Colonies In Space by T.A. Heppenheimer
There is a bittersweet quality to this book. It’s nonfiction, so it has no engaging characters, no suspenseful plot, but it does tell a story. It’s more of a snapshot, really, of a hopeful era in which humanity seemed on the verge of venturing out into space, building colonies, and expanding its reach throughout the galaxy. It seemed inevitable, a near certainty, almost right around the temporal corner. The first step would happen soon. Large colonies would be built in space. Initially, these would produce and maintain solar power stations, which would beam their energy back to Earth via microwave transmission. This would make the space colonies economically self-sustaining, possibly even highly profitable.
Published in 1978 (copyright 1977), the author’s predictions about what would happen over the next forty years are often incorrect. He did not foresee, for example, the stunning advances that have been achieved in solar voltaic cells, artificial intelligence, 3D printing, or the possibility of cultured meat (his colonies would raise chickens and goats). He was extrapolating from the proven technology of the time, and all of these areas were still quite speculative.

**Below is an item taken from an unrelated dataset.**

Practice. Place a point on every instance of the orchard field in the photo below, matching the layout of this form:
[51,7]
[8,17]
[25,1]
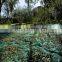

He was also extrapolating from current culture and politics, prior to Reaganomics or the collapse of the Soviet Union. I found the following rather poignant:
Barring a catastrophic epidemic of human stupidity, the decades ahead are likely to see the foundations solidly laid for a world without large-scale poverty or hopelessness, a world of opportunity, rising living standards and widely shared middle-class levels of affluence. Such a world will endure into the indefinite future. (pages 250-251 of the 1st edition Warner mass market paperback)
Obviously, the world he envisioned didn’t come about. One can argue whether this is good or bad, but the political motivation and the governmental financial capacity to fund large-scale space development no longer exists. We didn’t build space colonies. Perhaps, some day, we will. If humanity is to survive into the distant future, I believe we must.